# How to cut an image which isnt an .ai or .eps (e.g. jpeg or png)



## ONESTOli (Apr 22, 2013)

Hello, 
Relatively new to cutting and T-shirts (6 months) but ok at it, and very new to the forum!
Currently i am using a creation pcut 630 with sign cut on a mac! i keep meaning to move to windows, but need to get my windows machine running right before the changeover!

My question is, can you cut an image which is not a vector image? currently i cut .eps files only, which i have created which Adobe Illustrator, when we got some samples made up we gave them a .jpeg and they cut from that, i would like to be able to cut a .jpeg or similar, to make our range of cutting images larger, so far i have had to re draw our images because any non-vector to vector image convertor has left my designs at a very low quality.

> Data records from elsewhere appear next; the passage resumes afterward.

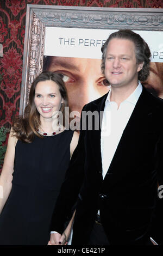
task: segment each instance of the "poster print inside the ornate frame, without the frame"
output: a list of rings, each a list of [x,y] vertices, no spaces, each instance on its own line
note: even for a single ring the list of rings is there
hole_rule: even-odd
[[[101,71],[101,47],[116,30],[82,28],[46,28],[43,70],[62,75],[71,111],[79,114],[83,106],[110,89]],[[151,50],[150,75],[142,84],[163,98],[162,32],[134,31]]]

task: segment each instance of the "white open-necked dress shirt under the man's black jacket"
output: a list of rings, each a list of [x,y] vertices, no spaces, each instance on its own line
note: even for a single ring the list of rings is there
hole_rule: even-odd
[[[110,101],[111,89],[105,101],[102,127],[101,127],[101,156],[103,179],[108,172],[112,158],[114,157],[118,143],[122,137],[128,120],[133,113],[136,102],[142,92],[142,85],[138,86],[131,95],[121,102],[120,107],[115,101]]]

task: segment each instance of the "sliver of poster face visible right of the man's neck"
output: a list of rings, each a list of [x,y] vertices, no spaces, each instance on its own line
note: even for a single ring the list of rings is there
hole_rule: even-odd
[[[163,63],[151,62],[149,77],[142,84],[149,92],[163,99]]]

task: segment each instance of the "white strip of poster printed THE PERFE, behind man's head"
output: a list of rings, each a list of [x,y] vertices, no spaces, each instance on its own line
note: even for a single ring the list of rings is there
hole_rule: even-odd
[[[46,56],[101,59],[101,47],[116,30],[46,27]],[[152,62],[163,62],[163,32],[134,31],[147,42]]]

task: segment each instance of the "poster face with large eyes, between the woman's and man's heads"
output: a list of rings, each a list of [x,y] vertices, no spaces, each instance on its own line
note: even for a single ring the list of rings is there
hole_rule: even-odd
[[[51,58],[48,70],[62,74],[71,111],[81,113],[86,103],[109,91],[101,72],[100,59]]]

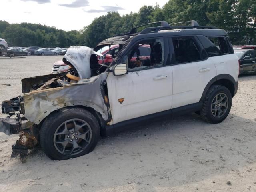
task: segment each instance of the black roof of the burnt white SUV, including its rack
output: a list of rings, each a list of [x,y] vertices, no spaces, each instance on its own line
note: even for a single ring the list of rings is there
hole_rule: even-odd
[[[184,24],[190,23],[191,25],[175,25],[175,24]],[[157,27],[148,27],[137,32],[136,30],[140,27],[152,25],[152,24],[161,24]],[[196,21],[187,21],[174,24],[168,24],[166,21],[160,21],[155,23],[148,23],[134,27],[130,30],[129,33],[120,34],[106,40],[103,40],[98,45],[110,44],[110,43],[120,43],[124,44],[130,39],[135,38],[136,36],[148,37],[158,37],[158,36],[175,36],[175,35],[204,35],[204,36],[227,36],[227,32],[223,29],[218,29],[215,26],[200,26]]]

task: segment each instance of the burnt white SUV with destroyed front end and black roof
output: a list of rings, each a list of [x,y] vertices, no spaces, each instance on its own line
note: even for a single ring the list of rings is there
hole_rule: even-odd
[[[23,79],[24,96],[2,103],[2,112],[16,113],[20,121],[2,119],[0,130],[22,131],[33,141],[20,139],[14,154],[40,140],[51,159],[75,158],[92,151],[100,134],[160,116],[196,112],[206,122],[222,122],[238,89],[239,61],[228,34],[195,21],[159,23],[106,39],[94,50],[72,46],[63,58],[69,71]],[[98,63],[102,48],[109,48],[109,65]]]

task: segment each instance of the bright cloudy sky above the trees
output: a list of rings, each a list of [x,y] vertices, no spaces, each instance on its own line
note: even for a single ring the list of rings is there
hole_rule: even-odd
[[[121,15],[143,5],[160,7],[168,0],[1,0],[1,17],[9,23],[39,23],[66,31],[80,30],[108,11]]]

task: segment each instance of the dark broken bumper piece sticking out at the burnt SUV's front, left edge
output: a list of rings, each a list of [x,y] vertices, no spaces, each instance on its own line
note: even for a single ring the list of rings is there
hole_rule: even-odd
[[[14,118],[0,118],[0,132],[6,135],[18,134],[20,123]]]

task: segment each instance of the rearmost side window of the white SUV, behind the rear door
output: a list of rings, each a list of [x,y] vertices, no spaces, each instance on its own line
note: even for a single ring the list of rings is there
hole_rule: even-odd
[[[198,35],[209,57],[230,54],[230,45],[225,37],[208,37]]]

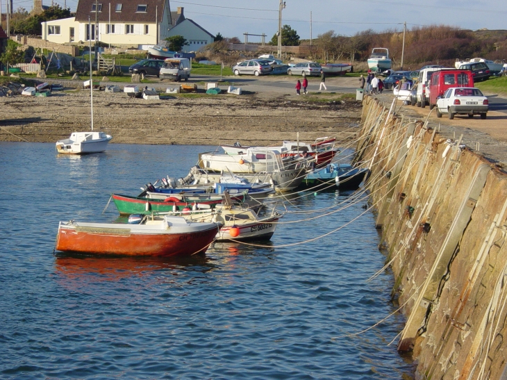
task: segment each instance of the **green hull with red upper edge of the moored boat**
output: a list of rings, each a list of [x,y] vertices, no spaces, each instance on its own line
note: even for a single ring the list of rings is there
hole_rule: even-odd
[[[113,194],[111,195],[115,206],[120,215],[143,214],[151,215],[151,213],[170,213],[176,210],[183,211],[183,208],[192,208],[194,203],[206,204],[213,208],[213,206],[222,203],[222,197],[208,197],[197,199],[188,199],[181,201],[163,201],[160,199],[148,199],[142,197],[128,197],[126,195]],[[238,197],[231,197],[233,201],[244,201],[246,196],[241,195]]]

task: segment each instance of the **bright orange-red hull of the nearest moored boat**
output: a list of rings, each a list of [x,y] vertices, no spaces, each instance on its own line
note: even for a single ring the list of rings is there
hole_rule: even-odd
[[[60,223],[56,249],[58,251],[121,256],[192,256],[204,253],[215,239],[217,226],[187,233],[146,231],[135,233],[128,225],[124,229],[92,229],[65,226]]]

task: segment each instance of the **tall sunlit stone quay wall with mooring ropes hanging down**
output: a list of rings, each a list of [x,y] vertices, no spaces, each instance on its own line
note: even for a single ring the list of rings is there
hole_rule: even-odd
[[[389,106],[388,106],[389,107]],[[507,342],[507,176],[460,141],[363,101],[356,160],[407,317],[398,349],[416,379],[502,378]]]

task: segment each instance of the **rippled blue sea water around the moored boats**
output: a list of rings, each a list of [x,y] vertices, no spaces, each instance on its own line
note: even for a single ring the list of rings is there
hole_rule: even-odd
[[[401,315],[360,333],[397,306],[390,272],[367,282],[385,256],[374,215],[350,193],[278,198],[288,213],[271,241],[215,243],[203,256],[53,253],[60,220],[113,222],[111,193],[137,195],[145,183],[185,176],[213,150],[110,144],[103,154],[62,156],[54,144],[0,143],[1,379],[413,373],[396,342],[388,345]]]

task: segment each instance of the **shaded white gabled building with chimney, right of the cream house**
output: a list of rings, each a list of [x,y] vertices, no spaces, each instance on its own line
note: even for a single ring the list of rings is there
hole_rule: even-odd
[[[191,19],[185,18],[183,15],[183,7],[178,7],[176,12],[176,22],[174,26],[169,30],[168,37],[173,35],[182,35],[187,40],[188,45],[183,47],[183,51],[197,51],[201,47],[211,44],[215,41],[215,36],[210,32],[206,31],[202,26],[193,22]]]

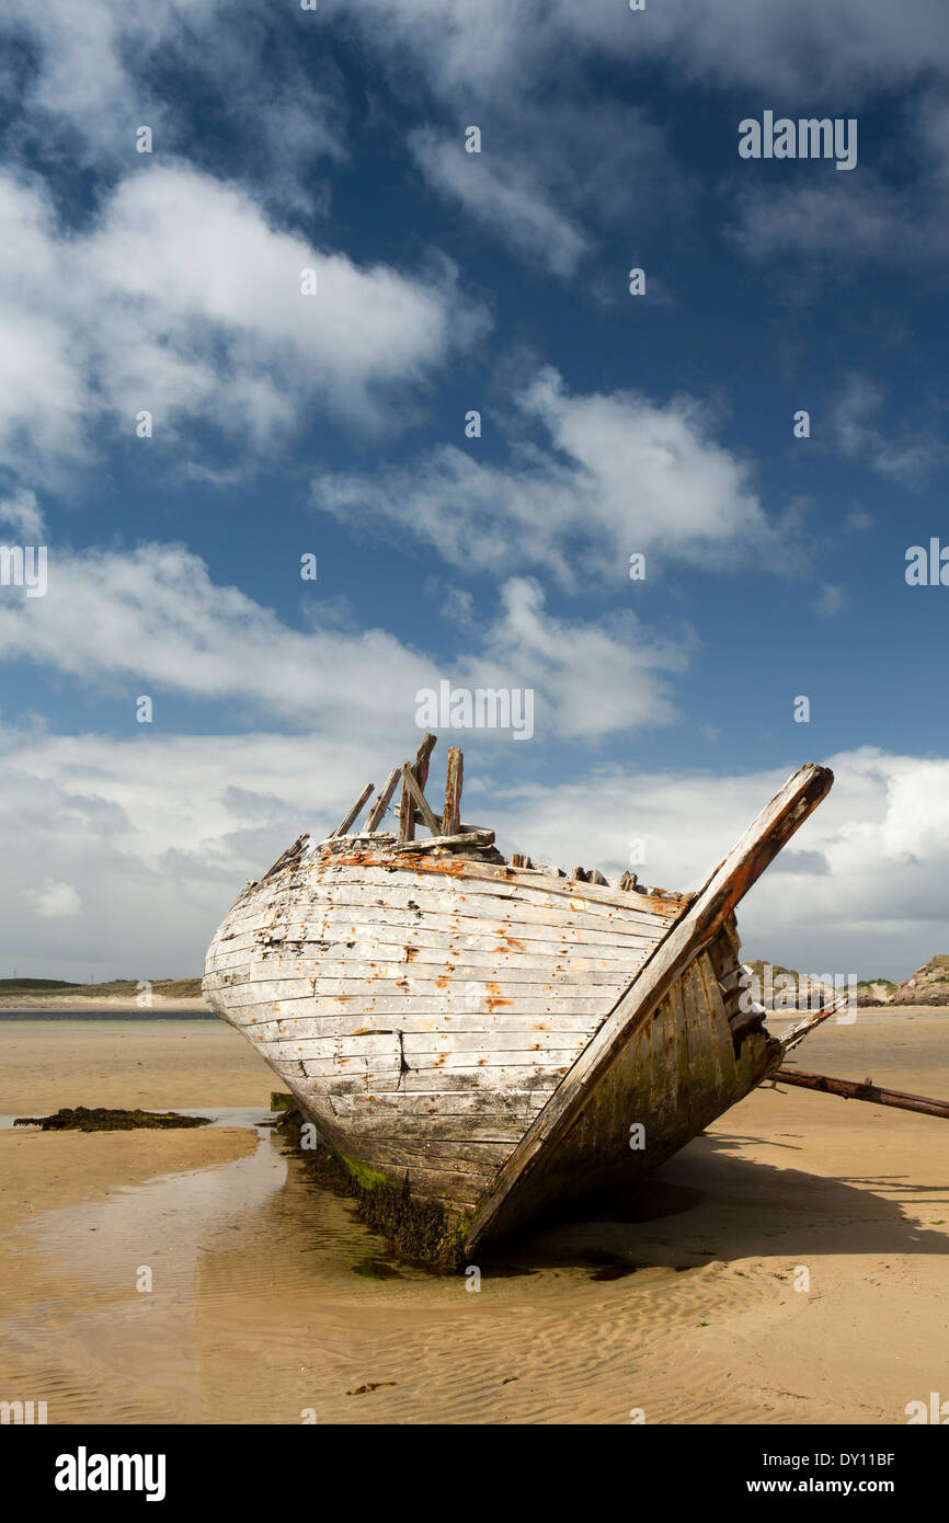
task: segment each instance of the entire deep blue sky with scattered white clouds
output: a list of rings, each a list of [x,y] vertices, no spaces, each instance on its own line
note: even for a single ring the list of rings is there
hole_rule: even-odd
[[[3,976],[198,972],[440,681],[535,694],[433,760],[501,850],[698,886],[820,760],[746,953],[949,952],[944,0],[0,26]]]

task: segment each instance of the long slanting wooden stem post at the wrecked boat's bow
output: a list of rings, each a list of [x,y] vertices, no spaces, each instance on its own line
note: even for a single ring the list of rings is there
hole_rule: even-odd
[[[503,1202],[515,1186],[518,1191],[529,1188],[538,1159],[556,1147],[558,1136],[574,1124],[588,1095],[620,1060],[634,1033],[649,1019],[693,958],[713,940],[722,921],[794,832],[803,825],[832,783],[833,772],[813,763],[795,772],[711,873],[689,908],[682,909],[626,987],[593,1042],[564,1075],[504,1168],[498,1171],[477,1211],[465,1241],[465,1252],[471,1252],[490,1229]]]

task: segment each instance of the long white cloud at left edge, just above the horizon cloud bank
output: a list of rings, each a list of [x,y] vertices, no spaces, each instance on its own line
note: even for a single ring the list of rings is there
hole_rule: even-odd
[[[291,629],[238,588],[216,586],[180,545],[53,550],[47,595],[0,603],[0,658],[107,691],[134,685],[238,702],[289,723],[318,713],[328,725],[344,716],[363,728],[410,714],[431,673],[379,629]]]

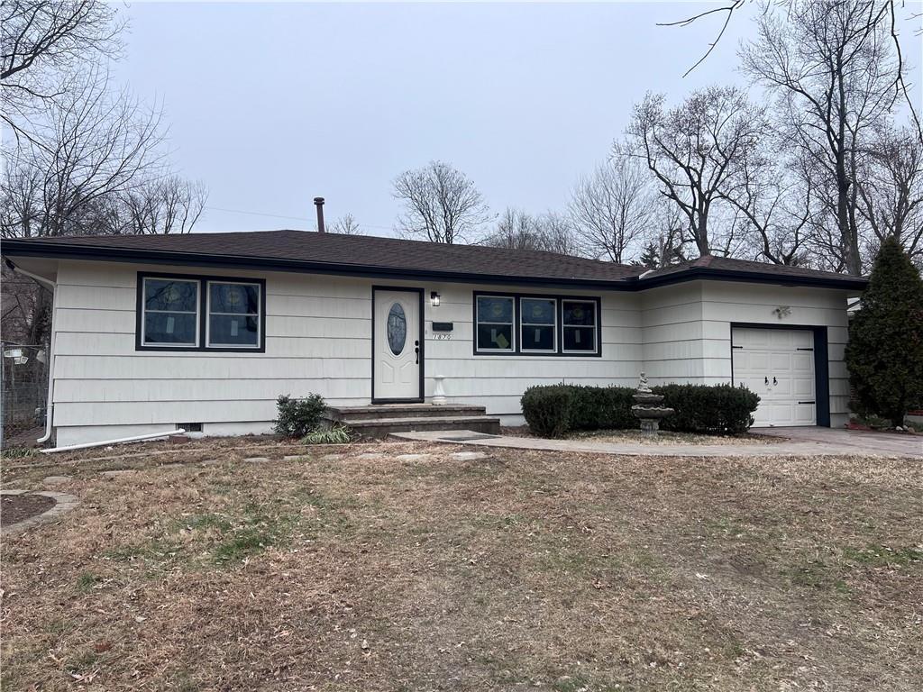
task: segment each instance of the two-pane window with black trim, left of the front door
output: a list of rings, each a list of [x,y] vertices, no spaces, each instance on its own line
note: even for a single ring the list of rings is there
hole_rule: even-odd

tl;dr Can you cut an image which isn't a vector?

Cheers


----------



## Louie2010 (Feb 26, 2010)

> Can you cut an image which isn't a vector?


 

Sorry, I don't believe you can.


----------



## ONESTOli (Apr 22, 2013)

ONESTOli said:


> Hello,
> when we got some samples made up we gave them a .jpeg and they cut from that
> Cheers


Do you have any idea on how they may have cut from my .jpeg then?


----------



## bern (Feb 14, 2007)

A jpeg itself is not able to used to command a cutter , it will have to be converted . Recreating artwork into a format that is able to be used by a cutter or the conversion can take place in the program like WinPC sign or do it manually . Find a good tutorial for AI on recreating artwork . Jeff Harrison's tutorial learn to draw which is for Coreldraw was an eye opener for me . Your other option is to send it to someone who recreates artwork for a living who can do it relatively cheaply .


----------



## ONESTOli (Apr 22, 2013)

Wicked thanks for your help, yes i have had to redraw some previous artwork myself, but i have now found some conversion tools which seem to work pretty good, after they are done only slight extra editing was needed until they were near perfect 

Thanks for you help


----------



## FPDigital (Jan 6, 2012)

Hey ONESTOli,

I am not sure how your specific software works but I use Adobe and Versaworks to do most of my bits, and as long as the JPEG is of good quality then creating a cut path isn't too terrible with a little tweaking in photoshop first. I can explain further if you think it might be of some use. But not having knowledge of your particular software I may be sending you down a path to no success


----------



## ONESTOli (Apr 22, 2013)

FPDigital said:


> Hey ONESTOli,
> 
> I am not sure how your specific software works but I use Adobe and Versaworks to do most of my bits, and as long as the JPEG is of good quality then creating a cut path isn't too terrible with a little tweaking in photoshop first. I can explain further if you think it might be of some use. But not having knowledge of your particular software I may be sending you down a path to no success


Sounds good to me, i seem to have found a relatively easy way to convert which is Free Online Raster to Vector Converter not too sure if i get limited use then have to buy or anything? but i used it on a relatively simple jpeg and it did an amazing job, just a few slight tweaks in illustrator afterwards and it was spot on


----------